Dan Cecil, of Harriman Associates, the firm hired to help the building committee develop plans for the new school, said it is easier, and more financially sound, to plan for and include community space now, rather than building or adding on in the future.

“It is a matter of figuring out what all the needs are and finding the most cost-efficient ways to do it,” he said.

Town Manager Tom Hall said at minimum the town is looking at maintaining the community programming already operating in the school.

The Wentworth building has been plagued with air quality and asbestos issues. Late in the fall, the school committee determined that a new school, rather than a rehabbed Wentworth, would be the best strategy for Scarborough. The 41-member Wentworth Intermediate School Building Committee has been working to draft a plan for a new school for students in grades 3-5 in time for a town-wide vote in November.

Wentworth Principal Anne-Mayre Dexter said like other schools in the district, there are a lot of activities that occur in the building not associated with the school’s curriculum.

In fact, she said, both the school’s gymnasium and cafeteria are typically used from 3 p.m. to 9 p.m.
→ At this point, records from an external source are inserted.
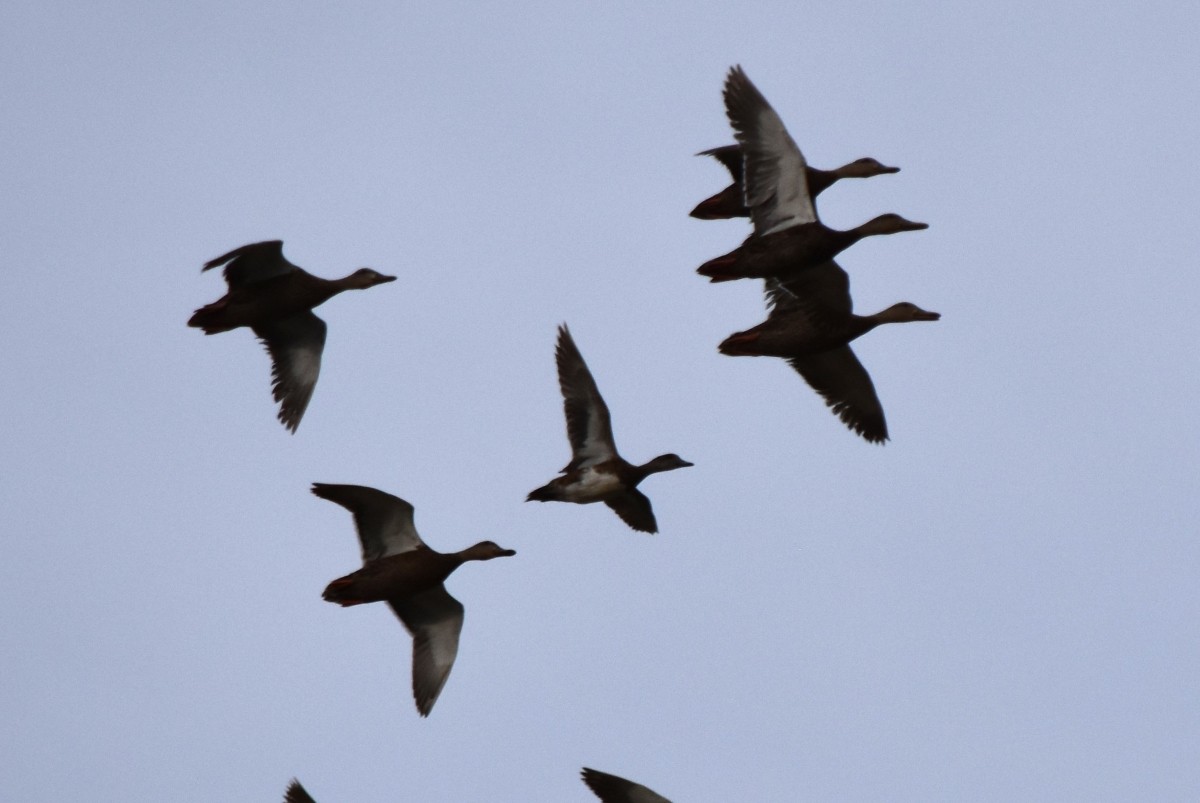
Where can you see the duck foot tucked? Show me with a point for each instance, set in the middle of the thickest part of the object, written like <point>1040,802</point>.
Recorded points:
<point>545,493</point>
<point>739,345</point>
<point>334,593</point>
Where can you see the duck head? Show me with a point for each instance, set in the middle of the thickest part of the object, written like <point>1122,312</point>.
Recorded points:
<point>486,551</point>
<point>864,168</point>
<point>365,277</point>
<point>889,223</point>
<point>906,312</point>
<point>665,463</point>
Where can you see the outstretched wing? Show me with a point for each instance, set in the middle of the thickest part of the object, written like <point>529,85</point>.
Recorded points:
<point>635,510</point>
<point>435,618</point>
<point>384,521</point>
<point>588,425</point>
<point>615,789</point>
<point>777,190</point>
<point>252,263</point>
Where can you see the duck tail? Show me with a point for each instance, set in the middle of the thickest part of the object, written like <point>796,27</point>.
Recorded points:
<point>341,592</point>
<point>208,318</point>
<point>545,493</point>
<point>739,345</point>
<point>723,205</point>
<point>718,269</point>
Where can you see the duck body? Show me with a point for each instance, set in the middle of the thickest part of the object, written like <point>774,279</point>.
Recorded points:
<point>586,485</point>
<point>811,325</point>
<point>401,570</point>
<point>597,473</point>
<point>275,299</point>
<point>786,252</point>
<point>615,789</point>
<point>787,237</point>
<point>730,202</point>
<point>261,303</point>
<point>393,576</point>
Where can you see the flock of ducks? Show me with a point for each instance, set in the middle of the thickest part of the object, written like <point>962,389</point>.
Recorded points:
<point>810,323</point>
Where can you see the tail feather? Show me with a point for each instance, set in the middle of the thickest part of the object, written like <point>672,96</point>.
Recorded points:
<point>545,493</point>
<point>340,591</point>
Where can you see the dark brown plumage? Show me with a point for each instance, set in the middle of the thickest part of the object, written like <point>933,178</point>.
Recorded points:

Monday through Friday and on weekends for groups such as the Girl Scouts or Boy Scouts, travel and recreational basketball, for dance or Zumba instruction, or as meeting space for booster groups or the Scarborough Special Education group.

A significant amount of the town’s Community Services summer program occurs at Wentworth, and during special events such as Summerfest or Winterfest, certain activities take place inside the school.

“Folks in the community look to schools to provide them the kind pf spaces they need,” Dexter said. “If we didn’t have these spaces, I think, some of those opportunities and activities would be bumped out to other places.”

Aside from providing space for community groups to use, Dexter said, Wentworth provides space for a number of district services, such as the K-12 testing services, the food service program and the preparation kitchen for meals for students at Wentworth and the district’s three elementary schools. The school also provides storage space for middle school and high school track and field and K-8 science and math materials.

“We recognize we are a public school and we welcome in any way we can supporting the community’s needs, but when the community is asking for a school that is run efficiently and that is cost-effective, we have to look carefully at the square footage we put in front of the community to vote on,” Dexter said.

She said this means a particular focus has to be placed on determining whether the activities the school accommodates could be moved to other locations, or operate out of the new Wentworth school.

This will be the second time in the last few years a plan for a new Wentworth Intermediate School will go before town voters. In 2006, by a vote of 5,176-3,316, Scarborough voters turned down a $38.3 million spending plan to demolish and rebuild Wentworth Intermediate School, and a $16.5 million plan to expand and renovate the nearby Scarborough Middle School by a 4,974-3,578 vote.

Paul Koziell, chairman of the building committee, assured both the Town Council and school board that this Wentworth plan would be “financially and fiscally responsible.”

If all goes as planned and the project plan gets approved this November, he said, construction would begin in 2012, with the new school opening in 2014.